Can we stay golden?
Think California is ungovernable now? Just imagine what it will be like in 2050, when it is expected to have nearly 60 million residents.
That figure comes from the state Department of Finance, which on Monday (July 9) issued its latest population predictions. They should cause fear and trembling in any Californian who worries about the future of the state.
Little Butte County, for example, will more than double its population by 2050, to 442,000.
Such growth will present huge challenges to a state that is already struggling to deal with a population of 37 million and the demands it places on our economic, social, political and natural systems. We’re short on housing, schools are suffering, traffic is nightmarish in many places, cities are gobbling up prime farm land, and there is never enough water for everyone.
In Butte County, the addition of more than 200,000 new residents in the next 43 years—along with similar increases in other Central Valley counties—will inevitably result in greatly increased traffic and air pollution and put huge demands on schools and other services. It will also exert tremendous pressure to continue turning good agricultural land into housing subdivisions.

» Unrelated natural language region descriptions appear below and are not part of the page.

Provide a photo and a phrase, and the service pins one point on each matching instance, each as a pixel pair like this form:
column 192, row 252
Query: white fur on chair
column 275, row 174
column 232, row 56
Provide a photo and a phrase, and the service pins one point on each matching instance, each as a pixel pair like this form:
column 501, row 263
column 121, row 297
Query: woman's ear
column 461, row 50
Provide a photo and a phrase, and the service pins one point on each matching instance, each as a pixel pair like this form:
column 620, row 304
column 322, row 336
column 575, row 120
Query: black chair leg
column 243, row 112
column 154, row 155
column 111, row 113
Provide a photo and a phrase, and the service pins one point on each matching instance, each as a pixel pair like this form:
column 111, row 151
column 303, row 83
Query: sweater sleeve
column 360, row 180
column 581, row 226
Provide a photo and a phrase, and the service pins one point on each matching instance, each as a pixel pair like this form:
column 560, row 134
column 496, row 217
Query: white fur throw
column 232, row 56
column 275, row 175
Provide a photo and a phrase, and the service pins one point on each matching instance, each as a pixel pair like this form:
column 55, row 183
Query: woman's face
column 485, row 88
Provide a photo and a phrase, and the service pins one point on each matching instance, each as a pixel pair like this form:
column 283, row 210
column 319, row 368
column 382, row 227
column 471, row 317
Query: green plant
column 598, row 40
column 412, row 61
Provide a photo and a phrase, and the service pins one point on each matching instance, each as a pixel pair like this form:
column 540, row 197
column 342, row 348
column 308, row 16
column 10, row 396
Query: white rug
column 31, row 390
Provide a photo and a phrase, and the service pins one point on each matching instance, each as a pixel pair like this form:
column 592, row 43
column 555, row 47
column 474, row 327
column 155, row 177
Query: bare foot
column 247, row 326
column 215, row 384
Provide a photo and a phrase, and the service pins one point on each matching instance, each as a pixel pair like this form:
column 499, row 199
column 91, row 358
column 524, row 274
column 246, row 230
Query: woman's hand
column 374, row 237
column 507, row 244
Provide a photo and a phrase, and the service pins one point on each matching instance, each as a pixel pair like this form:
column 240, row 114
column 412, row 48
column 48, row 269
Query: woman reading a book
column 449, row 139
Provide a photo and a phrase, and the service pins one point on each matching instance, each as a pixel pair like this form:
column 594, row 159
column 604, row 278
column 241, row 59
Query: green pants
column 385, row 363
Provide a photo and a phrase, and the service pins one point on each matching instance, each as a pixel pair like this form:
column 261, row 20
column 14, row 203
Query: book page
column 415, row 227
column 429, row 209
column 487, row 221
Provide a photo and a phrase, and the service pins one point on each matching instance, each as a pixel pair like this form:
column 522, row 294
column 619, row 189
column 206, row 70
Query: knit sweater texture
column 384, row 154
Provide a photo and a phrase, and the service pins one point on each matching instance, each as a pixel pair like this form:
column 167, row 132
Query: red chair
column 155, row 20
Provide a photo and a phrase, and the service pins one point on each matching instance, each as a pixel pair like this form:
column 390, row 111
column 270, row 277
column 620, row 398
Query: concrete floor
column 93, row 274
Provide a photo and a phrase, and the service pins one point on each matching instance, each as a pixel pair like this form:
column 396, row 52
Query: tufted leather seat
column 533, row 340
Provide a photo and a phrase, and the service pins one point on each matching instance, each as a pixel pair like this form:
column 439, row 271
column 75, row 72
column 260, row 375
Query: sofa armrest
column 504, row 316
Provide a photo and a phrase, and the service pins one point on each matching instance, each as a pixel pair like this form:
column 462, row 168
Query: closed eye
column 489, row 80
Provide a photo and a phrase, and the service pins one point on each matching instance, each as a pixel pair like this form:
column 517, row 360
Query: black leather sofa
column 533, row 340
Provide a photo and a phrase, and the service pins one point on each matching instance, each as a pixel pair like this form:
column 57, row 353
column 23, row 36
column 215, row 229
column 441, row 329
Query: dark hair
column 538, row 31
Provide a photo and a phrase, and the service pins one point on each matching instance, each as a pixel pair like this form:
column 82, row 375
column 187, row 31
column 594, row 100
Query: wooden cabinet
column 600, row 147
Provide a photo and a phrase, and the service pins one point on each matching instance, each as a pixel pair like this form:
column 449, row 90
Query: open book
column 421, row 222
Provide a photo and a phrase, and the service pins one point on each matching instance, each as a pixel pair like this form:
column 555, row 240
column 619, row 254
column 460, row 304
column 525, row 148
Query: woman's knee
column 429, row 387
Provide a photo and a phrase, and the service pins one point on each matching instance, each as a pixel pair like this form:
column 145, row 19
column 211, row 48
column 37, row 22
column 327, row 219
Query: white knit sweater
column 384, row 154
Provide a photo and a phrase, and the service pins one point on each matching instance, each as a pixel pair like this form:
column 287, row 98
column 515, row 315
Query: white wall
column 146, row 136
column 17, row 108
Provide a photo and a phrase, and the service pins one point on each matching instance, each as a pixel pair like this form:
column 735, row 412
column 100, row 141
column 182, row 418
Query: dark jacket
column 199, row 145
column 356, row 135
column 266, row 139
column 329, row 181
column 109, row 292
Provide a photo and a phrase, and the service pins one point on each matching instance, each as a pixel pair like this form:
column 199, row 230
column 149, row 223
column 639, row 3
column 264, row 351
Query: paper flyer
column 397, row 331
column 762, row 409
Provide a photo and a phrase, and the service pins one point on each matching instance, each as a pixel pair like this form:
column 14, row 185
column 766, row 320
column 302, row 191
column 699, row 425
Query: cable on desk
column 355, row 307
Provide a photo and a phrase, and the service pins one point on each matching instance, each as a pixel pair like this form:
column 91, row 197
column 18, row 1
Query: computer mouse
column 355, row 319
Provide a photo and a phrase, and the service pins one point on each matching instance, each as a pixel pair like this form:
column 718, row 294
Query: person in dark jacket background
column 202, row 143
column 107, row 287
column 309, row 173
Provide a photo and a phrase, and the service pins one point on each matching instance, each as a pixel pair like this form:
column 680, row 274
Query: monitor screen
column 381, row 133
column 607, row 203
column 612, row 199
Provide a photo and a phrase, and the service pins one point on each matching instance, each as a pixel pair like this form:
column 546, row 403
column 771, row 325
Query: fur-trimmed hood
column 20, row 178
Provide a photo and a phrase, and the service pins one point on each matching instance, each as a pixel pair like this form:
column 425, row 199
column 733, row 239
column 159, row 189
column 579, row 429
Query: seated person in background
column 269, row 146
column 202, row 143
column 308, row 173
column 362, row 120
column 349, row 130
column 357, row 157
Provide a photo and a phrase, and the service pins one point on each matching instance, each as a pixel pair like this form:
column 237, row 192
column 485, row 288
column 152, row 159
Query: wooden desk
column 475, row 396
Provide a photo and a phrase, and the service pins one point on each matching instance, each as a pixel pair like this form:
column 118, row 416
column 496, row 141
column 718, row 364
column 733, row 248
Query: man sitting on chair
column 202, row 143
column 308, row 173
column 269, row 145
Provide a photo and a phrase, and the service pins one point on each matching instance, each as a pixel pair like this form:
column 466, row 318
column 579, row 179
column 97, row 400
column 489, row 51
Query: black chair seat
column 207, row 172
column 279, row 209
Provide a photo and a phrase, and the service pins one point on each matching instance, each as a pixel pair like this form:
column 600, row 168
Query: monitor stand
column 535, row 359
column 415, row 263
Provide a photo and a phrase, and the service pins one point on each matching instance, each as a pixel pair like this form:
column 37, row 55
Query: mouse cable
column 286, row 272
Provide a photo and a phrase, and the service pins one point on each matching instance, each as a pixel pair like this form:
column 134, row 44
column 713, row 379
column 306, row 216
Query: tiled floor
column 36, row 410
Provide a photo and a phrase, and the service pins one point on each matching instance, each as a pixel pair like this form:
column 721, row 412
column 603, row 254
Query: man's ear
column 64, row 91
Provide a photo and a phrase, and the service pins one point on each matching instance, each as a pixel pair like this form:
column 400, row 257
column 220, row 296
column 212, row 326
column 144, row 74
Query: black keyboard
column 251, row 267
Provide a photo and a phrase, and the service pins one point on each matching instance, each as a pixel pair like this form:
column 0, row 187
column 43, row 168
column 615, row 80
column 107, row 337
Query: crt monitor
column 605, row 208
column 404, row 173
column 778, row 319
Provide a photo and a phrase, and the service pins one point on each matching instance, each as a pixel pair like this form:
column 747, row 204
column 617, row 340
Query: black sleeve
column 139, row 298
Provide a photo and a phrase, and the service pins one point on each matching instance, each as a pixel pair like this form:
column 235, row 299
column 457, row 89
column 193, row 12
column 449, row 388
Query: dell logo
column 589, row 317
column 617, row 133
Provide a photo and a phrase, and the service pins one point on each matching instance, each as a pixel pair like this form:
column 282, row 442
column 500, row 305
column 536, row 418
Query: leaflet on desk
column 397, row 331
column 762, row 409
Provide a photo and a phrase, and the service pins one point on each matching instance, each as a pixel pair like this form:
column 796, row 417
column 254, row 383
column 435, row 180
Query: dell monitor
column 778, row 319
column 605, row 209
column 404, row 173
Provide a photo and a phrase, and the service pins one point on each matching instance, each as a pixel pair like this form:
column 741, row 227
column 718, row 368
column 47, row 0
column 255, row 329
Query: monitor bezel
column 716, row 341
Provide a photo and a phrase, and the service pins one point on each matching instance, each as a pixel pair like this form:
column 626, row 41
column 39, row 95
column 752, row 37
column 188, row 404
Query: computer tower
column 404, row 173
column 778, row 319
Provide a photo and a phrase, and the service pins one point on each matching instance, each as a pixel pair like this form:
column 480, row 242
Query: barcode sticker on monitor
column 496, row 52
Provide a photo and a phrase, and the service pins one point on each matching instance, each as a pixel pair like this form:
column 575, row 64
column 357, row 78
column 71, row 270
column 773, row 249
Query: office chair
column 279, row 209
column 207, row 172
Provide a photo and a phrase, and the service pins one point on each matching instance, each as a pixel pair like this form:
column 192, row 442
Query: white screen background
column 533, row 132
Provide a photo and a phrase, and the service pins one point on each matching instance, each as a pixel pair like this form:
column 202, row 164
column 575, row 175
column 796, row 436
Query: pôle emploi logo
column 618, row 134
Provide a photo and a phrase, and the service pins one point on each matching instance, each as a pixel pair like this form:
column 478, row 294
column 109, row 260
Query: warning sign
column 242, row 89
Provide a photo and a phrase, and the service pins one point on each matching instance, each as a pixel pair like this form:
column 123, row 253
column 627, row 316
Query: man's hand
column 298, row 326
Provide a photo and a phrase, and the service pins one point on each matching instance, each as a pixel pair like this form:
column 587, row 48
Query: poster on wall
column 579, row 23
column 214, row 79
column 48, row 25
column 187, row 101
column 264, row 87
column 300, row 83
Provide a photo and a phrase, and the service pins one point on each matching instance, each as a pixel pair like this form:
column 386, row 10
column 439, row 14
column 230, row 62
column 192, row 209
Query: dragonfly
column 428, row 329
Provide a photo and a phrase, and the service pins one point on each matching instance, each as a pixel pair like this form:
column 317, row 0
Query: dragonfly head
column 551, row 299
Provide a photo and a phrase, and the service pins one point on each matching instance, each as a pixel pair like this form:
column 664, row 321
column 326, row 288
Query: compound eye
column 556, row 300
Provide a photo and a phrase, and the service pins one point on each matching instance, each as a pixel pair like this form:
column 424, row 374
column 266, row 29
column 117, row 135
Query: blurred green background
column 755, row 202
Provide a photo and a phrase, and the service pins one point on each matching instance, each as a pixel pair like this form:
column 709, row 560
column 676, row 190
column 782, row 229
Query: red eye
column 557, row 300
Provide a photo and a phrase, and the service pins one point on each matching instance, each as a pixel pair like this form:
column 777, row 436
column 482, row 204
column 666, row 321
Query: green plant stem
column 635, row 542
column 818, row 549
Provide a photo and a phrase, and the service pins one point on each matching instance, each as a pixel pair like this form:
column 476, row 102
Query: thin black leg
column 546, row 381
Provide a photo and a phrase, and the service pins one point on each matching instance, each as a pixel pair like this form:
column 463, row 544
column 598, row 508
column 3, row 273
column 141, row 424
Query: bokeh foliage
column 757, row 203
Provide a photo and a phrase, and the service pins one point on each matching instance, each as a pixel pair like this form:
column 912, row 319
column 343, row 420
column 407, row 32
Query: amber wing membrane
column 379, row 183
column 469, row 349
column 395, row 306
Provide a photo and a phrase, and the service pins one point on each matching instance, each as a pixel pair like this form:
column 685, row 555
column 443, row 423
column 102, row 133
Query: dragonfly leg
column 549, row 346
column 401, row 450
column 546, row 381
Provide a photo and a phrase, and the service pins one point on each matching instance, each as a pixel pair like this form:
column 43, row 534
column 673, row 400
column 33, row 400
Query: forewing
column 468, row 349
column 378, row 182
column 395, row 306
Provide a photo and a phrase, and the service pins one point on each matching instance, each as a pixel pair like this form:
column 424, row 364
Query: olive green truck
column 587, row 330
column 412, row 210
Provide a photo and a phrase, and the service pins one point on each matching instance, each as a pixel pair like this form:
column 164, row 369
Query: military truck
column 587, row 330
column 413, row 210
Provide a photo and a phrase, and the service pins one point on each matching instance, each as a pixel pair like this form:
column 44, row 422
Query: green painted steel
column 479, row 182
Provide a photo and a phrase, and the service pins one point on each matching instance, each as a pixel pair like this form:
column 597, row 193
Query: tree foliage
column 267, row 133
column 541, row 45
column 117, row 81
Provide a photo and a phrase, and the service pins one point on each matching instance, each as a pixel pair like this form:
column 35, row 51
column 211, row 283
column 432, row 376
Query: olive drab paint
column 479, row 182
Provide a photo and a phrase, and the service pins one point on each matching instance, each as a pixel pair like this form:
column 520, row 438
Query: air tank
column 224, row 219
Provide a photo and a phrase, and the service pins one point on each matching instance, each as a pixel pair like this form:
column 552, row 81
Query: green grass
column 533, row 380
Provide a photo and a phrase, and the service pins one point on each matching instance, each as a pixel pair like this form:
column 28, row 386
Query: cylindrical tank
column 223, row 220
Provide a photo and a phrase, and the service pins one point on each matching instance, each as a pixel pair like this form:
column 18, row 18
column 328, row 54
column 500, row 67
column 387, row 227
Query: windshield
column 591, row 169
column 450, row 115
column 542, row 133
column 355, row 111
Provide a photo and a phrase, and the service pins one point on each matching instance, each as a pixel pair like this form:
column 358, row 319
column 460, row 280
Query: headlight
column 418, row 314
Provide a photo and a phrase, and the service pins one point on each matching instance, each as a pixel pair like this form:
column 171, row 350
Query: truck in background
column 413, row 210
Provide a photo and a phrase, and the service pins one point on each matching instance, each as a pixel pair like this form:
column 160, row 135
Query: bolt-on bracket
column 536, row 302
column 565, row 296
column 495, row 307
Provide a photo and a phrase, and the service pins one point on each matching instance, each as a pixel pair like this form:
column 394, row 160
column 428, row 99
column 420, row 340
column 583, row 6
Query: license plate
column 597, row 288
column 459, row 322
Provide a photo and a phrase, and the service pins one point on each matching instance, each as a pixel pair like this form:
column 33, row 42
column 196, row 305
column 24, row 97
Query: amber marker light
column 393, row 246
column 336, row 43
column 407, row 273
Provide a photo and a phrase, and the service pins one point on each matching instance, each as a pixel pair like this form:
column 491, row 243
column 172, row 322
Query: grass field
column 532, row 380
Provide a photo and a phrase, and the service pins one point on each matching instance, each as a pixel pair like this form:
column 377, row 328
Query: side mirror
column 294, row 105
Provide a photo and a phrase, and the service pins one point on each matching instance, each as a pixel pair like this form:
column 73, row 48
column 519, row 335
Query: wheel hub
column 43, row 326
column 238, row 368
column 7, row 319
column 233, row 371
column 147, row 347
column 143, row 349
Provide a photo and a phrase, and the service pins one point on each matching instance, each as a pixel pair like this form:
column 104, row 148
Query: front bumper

These are all factors that should be kept in mind as the city of Chico and Butte County go about updating their general plans. We have to plan now to accommodate this growth is ways that minimize its impacts. It’s simply not going to be possible, for example, to continue building mostly single-family houses on large lots in sprawling suburbs and at the same time preserve farm land and keep the air clean. We need to rethink our way of life and adjust appropriately, or the Golden State will lose its shine.